Here is Bulletin_2016-06-12
We will keep this brief because I’m in training preparing myself for the last of the five conversations supposedly based on Pope Francis’ Encyclical Letter Laudato si‘. Maintaining composure in the midst of a large group of secular humanists, atheists, and social justicismists requires great skills. What kind of skills? “You know like nunchuck skills, bow hunting skills, computer hacking skills.” You just never know what type of heresy or lunacy your going to encounter that will challenge your apologetics skills. As soon as I finish this post, I’m heading downstairs to get my nightly glass of that great, tasty drink that made Rocky Balboa and Napoleon Dynamite champions.
1. Join the Conversation: Father is inviting us to join him for the LAST conversation. I would like to believe the that it is the last we hear of this, but I have evidence confirming that this is just the beginning. We’ll talk about that in the next Rules and Tools for Radical Pastors. Meanwhile, my double-dog dare to attend a conversation still stands. Perhaps you might be motivated to attend when you learn that Father says, “this last conversation will prove to be very fruitful to those who participate.” Does “fruitful” in the context of these conversations mean “full of fruits”?
2. Journeysongs: If you missed it, a “new hymnal is on the way.” If you have the time, consider the the information presented by J.A. Tucker in his article Hidden Hand Behind Bad Catholic Music, The.
The article provides worthwhile commentary on the “Oregon Catholic Press (OCP) — the leading Catholic purveyor of bad music in the United States”. If you don’t have the time to read the article here is one big takeaway:
If you’ve been keeping up with the OCP’s latest offerings, you know that the songs from the mid-1970s don’t begin to plumb the depths. The newest OCP hymnals are jam-packed with music from the 1980s and 1990s, with styles meant to reflect the popular music trends of the time. (Actually, they’re about five years behind the times.)

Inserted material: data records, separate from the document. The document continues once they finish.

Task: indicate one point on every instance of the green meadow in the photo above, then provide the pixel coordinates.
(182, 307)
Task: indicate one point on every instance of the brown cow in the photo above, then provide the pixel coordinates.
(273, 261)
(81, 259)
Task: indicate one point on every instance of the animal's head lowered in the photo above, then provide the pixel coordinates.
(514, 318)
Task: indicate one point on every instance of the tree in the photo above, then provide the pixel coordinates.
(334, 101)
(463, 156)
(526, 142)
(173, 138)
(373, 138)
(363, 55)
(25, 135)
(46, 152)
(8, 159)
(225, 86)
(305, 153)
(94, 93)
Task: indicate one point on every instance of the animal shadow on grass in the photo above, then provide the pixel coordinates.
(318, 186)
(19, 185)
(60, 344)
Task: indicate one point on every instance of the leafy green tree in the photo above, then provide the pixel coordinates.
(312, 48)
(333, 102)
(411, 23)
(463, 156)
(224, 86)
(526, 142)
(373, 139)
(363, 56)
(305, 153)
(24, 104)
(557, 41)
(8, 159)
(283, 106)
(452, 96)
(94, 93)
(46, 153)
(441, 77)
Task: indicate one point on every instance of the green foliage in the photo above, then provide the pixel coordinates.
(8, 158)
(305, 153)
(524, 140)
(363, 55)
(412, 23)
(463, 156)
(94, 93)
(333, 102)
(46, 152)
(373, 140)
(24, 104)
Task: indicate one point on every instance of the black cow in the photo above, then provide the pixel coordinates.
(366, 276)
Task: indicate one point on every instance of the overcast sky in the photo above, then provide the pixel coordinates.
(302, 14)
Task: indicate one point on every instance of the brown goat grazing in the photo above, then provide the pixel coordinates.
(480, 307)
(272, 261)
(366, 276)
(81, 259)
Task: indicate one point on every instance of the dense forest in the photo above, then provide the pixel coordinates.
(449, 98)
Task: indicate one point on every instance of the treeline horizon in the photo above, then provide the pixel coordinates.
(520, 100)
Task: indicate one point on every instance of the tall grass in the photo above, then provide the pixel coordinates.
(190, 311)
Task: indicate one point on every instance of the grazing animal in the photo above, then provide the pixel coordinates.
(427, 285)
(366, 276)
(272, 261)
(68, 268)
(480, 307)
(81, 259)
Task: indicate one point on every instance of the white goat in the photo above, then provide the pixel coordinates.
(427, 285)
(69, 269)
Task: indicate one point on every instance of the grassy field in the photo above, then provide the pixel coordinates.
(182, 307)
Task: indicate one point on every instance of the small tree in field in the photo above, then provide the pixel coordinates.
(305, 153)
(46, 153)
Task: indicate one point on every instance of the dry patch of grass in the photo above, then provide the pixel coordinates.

They sail under different names (Music Issue, Journeysongs, Heritage Hymnal, Glory & Praise), but the content is similar in all of them: an eclectic, hit-and-miss bag with an emphasis on new popular styles massaged for liturgical use.
Tucker provides many well-researched insights in his article. Towards the end, he provides a list of things that can be done to free a parish from bondage to OCP’s musical mania. Below you will see the list, but it’s as if he is talking to a pastor who wants to rescue his parish from the grip of OCP. At St. Peter’s our Pastor is heading full speed into the OCP mess and seemingly has no intention whatsoever of changing course. So, as you read each of the three steps given by Tucker, just realize that our radical pastor is doing the exact opposite.
What You Can Do Right Now
The truth is that no one is happy with the state of Catholic liturgical music — least of all musicians — and the OCP is a big part of the problem. So, what can you do?
Step 1 is to get rid of the liturgical planning guides and use an old Scripture index to select good hymns that have stood the test of time (if you absolutely must continue to use the OCP’s materials).
Step 2 is to rein in the liturgical managers and explain to them that the Eucharist, and not music, is the reason people show up to Mass Sunday after Sunday.
Step 3 is to get rid of the OCP hymnals and replace them with Adoremus or Collegeville or something from GIA (no, none of these is perfect, but they are all an oasis by comparison).